У нас власть боится своих граждан. Что это за странный страх? Идет подковерная борьба. Я думаю, рано или поздно она выйдет наружу. Сверхтерпение нашего народа, помноженное на безразличие власти, чревато страшными вспышками протеста. И тогда может начаться беспредел. Вот этого нельзя допустить. Есть уже опыт, есть правильные наработки, просто власти надо перестать бояться своих людей.

С В чем это безразличие власти проявляется?

М.Г.: Я помню, когда Гагарин слетал в космос, к нам приехала из Америки делегация во главе с тогдашним их министром образования. Они увидели, насколько серьезно у нас это все было поставлено, как много средств на образование выделялось. И это был сигнал американцам, что в этой сфере они отстают. А сейчас посмотрите, какое количество ученых из России занимает ведущее положение в американских университетах, как пре­успели они в академической науке, сколько замечательных разработок было внедрено в американскую экономику. А что мы? Только все сокращаем и сокращаем расходы на науку, на образование, на медицину. С чем останемся в итоге?
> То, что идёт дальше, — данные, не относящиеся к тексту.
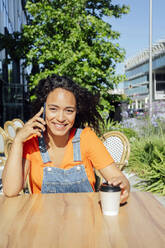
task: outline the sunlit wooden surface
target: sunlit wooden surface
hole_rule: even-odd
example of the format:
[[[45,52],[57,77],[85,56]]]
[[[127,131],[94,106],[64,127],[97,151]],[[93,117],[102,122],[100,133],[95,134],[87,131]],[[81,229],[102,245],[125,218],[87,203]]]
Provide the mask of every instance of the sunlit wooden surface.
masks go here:
[[[117,217],[98,193],[0,196],[0,248],[164,248],[165,208],[131,193]]]

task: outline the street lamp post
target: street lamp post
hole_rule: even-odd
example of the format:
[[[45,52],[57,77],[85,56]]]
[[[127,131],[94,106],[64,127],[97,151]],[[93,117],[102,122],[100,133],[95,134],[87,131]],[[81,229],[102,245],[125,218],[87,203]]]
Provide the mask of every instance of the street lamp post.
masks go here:
[[[153,98],[153,90],[152,90],[152,0],[150,1],[150,14],[149,14],[149,26],[150,26],[150,31],[149,31],[149,114],[150,118],[152,118],[152,98]]]

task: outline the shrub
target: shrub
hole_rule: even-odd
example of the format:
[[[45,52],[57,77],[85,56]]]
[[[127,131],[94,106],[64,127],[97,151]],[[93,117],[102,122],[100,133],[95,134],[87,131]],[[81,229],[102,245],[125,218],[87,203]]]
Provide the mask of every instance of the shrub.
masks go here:
[[[152,136],[135,140],[127,170],[142,180],[135,187],[165,195],[165,137]]]

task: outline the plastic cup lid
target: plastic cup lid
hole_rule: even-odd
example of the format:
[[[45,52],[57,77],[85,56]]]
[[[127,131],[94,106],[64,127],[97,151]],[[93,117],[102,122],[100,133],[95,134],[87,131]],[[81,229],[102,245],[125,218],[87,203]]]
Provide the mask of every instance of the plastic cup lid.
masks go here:
[[[119,192],[121,191],[121,188],[119,186],[113,186],[108,183],[103,183],[100,186],[100,191],[103,192]]]

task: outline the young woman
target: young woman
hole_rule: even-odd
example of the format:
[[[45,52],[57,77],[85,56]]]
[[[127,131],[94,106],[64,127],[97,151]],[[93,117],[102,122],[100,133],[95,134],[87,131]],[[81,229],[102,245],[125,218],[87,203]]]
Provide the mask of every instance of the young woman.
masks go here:
[[[36,94],[40,110],[14,139],[2,176],[4,194],[18,195],[28,173],[32,193],[92,192],[95,168],[121,187],[126,202],[129,182],[93,131],[101,120],[98,97],[57,75],[40,80]]]

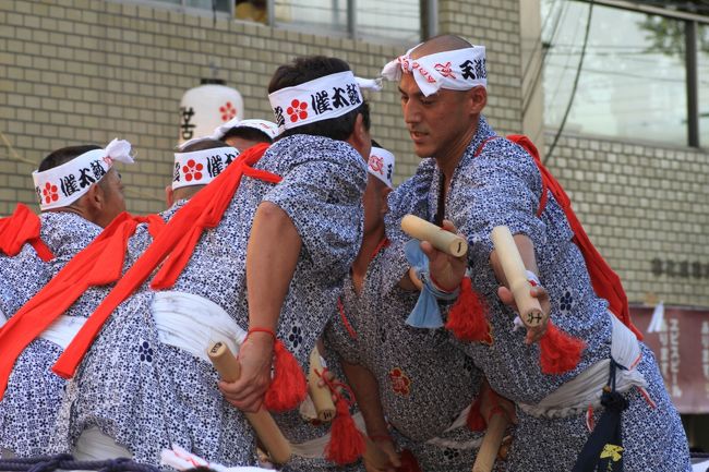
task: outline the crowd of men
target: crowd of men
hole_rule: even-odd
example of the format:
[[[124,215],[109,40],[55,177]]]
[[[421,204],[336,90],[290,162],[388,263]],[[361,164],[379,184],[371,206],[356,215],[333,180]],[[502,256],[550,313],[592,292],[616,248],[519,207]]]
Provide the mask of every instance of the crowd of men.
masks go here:
[[[3,458],[170,468],[172,449],[281,471],[464,471],[502,416],[512,443],[497,471],[690,470],[620,281],[599,281],[610,269],[579,244],[533,146],[482,114],[484,47],[435,37],[382,75],[421,158],[396,189],[363,82],[325,57],[275,71],[276,123],[184,143],[159,215],[124,211],[124,141],[41,161],[40,215],[19,205],[0,220]],[[411,243],[409,214],[468,252]],[[514,234],[541,325],[516,316],[497,226]],[[220,379],[214,341],[238,353],[237,380]],[[309,385],[316,348],[327,368]],[[332,390],[332,421],[309,388]],[[266,411],[285,463],[261,453]]]

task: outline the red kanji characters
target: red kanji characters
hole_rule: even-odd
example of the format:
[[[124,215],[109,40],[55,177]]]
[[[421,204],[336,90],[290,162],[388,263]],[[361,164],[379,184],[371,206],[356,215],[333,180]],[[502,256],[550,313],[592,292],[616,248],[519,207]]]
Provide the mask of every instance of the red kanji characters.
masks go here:
[[[286,109],[286,113],[290,117],[290,122],[295,123],[298,120],[304,120],[308,118],[308,104],[305,101],[300,101],[298,98],[295,98],[290,102],[290,107]]]
[[[192,179],[202,180],[202,169],[204,169],[204,166],[202,164],[195,162],[194,159],[188,160],[187,166],[182,167],[184,180],[188,182],[192,182]]]
[[[50,204],[51,202],[57,202],[59,199],[59,189],[57,185],[52,185],[47,182],[45,187],[41,190],[43,195],[45,195],[45,204]]]
[[[450,70],[450,61],[446,62],[445,64],[435,64],[434,68],[444,77],[456,78],[456,75]]]
[[[384,169],[384,159],[376,155],[371,155],[369,160],[370,169],[374,172],[378,172],[380,176],[384,176],[382,169]]]

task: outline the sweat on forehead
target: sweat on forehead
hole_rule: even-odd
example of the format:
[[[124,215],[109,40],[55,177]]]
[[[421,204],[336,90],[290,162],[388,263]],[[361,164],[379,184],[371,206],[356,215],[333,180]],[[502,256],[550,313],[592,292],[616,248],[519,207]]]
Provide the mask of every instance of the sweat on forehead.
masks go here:
[[[456,49],[466,49],[469,47],[471,47],[470,43],[458,36],[442,35],[433,37],[417,46],[411,51],[411,58],[419,59],[423,56],[435,55],[444,51],[454,51]]]

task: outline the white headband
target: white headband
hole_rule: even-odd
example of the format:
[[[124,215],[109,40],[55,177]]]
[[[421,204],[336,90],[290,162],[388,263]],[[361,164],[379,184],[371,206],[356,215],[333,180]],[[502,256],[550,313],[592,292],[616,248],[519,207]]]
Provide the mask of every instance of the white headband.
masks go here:
[[[471,46],[412,59],[411,51],[419,46],[384,65],[382,76],[389,81],[399,81],[401,72],[413,74],[417,85],[426,97],[440,88],[469,90],[477,86],[488,87],[484,46]]]
[[[93,183],[101,180],[113,161],[133,164],[131,143],[111,141],[105,149],[92,149],[69,162],[39,172],[32,172],[35,192],[43,210],[61,208],[81,198]]]
[[[172,190],[189,185],[206,185],[238,155],[239,152],[231,146],[193,153],[175,153]]]
[[[278,129],[290,130],[315,121],[341,117],[362,104],[352,71],[325,75],[268,95]]]
[[[392,178],[394,177],[394,155],[381,147],[372,147],[366,170],[386,186],[394,190]]]
[[[227,132],[235,128],[253,128],[254,130],[259,130],[262,133],[266,134],[271,140],[275,140],[276,136],[278,135],[278,126],[276,123],[273,121],[266,121],[266,120],[239,120],[238,118],[232,118],[231,120],[227,121],[224,124],[220,124],[217,126],[212,134],[208,136],[199,136],[199,137],[193,137],[192,140],[185,141],[182,144],[179,144],[177,147],[179,150],[184,149],[191,144],[197,143],[200,141],[205,141],[205,140],[215,140],[215,141],[220,141]]]

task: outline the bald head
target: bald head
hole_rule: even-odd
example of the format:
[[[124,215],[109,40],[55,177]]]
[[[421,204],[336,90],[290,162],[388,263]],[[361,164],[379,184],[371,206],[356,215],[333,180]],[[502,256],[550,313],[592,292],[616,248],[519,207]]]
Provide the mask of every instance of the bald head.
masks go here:
[[[443,51],[455,51],[456,49],[466,49],[472,45],[459,36],[441,35],[435,36],[418,46],[411,51],[412,59],[419,59],[423,56],[435,55]]]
И мы на нашем форуме (форум «Гражданский диалог», в этом году проводится впервые, создан М. С. Горбачевым. – Прим. ред.) будем об этом говорить.
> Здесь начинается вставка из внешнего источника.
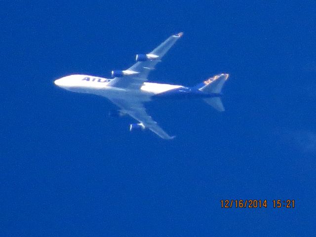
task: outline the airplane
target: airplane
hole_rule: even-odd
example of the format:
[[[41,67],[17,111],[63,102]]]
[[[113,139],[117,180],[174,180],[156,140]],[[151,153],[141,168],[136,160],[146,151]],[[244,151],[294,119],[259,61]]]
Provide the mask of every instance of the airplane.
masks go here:
[[[136,63],[123,71],[113,70],[112,78],[72,75],[54,81],[58,86],[75,92],[93,94],[108,98],[120,110],[111,115],[128,115],[138,121],[129,125],[129,130],[149,129],[161,138],[171,139],[169,136],[146,112],[144,103],[154,98],[200,98],[218,111],[225,109],[221,97],[222,89],[229,77],[228,74],[216,75],[193,87],[147,82],[150,73],[165,53],[183,35],[172,35],[153,51],[136,55]]]

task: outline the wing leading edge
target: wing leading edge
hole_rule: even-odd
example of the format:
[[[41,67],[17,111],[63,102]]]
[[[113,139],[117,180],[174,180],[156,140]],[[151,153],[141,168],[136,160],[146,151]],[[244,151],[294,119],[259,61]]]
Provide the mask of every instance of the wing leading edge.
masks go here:
[[[125,88],[131,89],[140,89],[144,81],[147,80],[147,77],[152,70],[168,52],[183,33],[174,35],[169,37],[157,48],[147,54],[150,58],[147,60],[137,62],[125,72],[133,72],[130,75],[120,78],[115,78],[108,84],[109,86]]]

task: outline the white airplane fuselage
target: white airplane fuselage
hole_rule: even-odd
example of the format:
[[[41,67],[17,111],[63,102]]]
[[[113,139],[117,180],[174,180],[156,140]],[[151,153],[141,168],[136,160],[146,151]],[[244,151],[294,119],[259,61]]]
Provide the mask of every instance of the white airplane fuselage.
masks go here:
[[[140,96],[145,100],[150,100],[151,96],[184,86],[178,85],[144,82],[140,90],[131,90],[107,85],[111,79],[84,75],[73,75],[61,78],[55,80],[56,85],[71,91],[94,94],[109,98],[121,97],[128,95]]]

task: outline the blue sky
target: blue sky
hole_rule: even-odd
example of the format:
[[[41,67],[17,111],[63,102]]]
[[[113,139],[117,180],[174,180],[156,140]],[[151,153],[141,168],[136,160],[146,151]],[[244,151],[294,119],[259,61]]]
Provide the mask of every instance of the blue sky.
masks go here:
[[[2,4],[1,236],[312,236],[316,230],[314,2]],[[109,118],[104,98],[57,88],[110,77],[171,34],[150,75],[194,85],[220,73],[226,111],[154,102],[164,141]],[[222,199],[267,199],[223,209]],[[294,199],[294,209],[272,200]]]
Владимир Паперный: Если бы можно было вернуться назад, что бы вы сделали иначе?

М.Г.: Я часто мысленно возвращаюсь в март 1985 года, когда было принято решение о моем назначении генеральным секретарем. Я же мог отказаться. И Раиса (Р. М. Горбачева. – Прим. ред.) была против этого назначения. Она меня спросила: «А тебе это нужно?» Она недолюбливала политику, но любила меня. Тогда я сказал себе: если ты серьезный человек, то отказываться нельзя. Мне же хорошо была известна ситуация в стране, в Политбюро. Я не свалился откуда-то с небес. С десятого класса в партии состоял. И должности занимал большие. Девять лет руководил краем, член ЦК. К тому же я был моложе всех в Политбюро. Но, с другой стороны, не такой уж и молодой – пятьдесят четыре года. Так что нет, действовал бы я, наверное, точно так же. И выбор мой был бы тот же самый, что двадцать пять лет назад. Конечно, я постарался бы избежать тех просчетов и ошибок, которые допустил. Все это я описал в своей новой книге (работу над книгой «Наедине с собой. Воспоминания и размышления» Горбачев закончил в августе этого года. – Прим. ред.). Так что, видите, начинаю себя рекламировать. Тем более что опыт кое-какой в рекламе у меня имеется.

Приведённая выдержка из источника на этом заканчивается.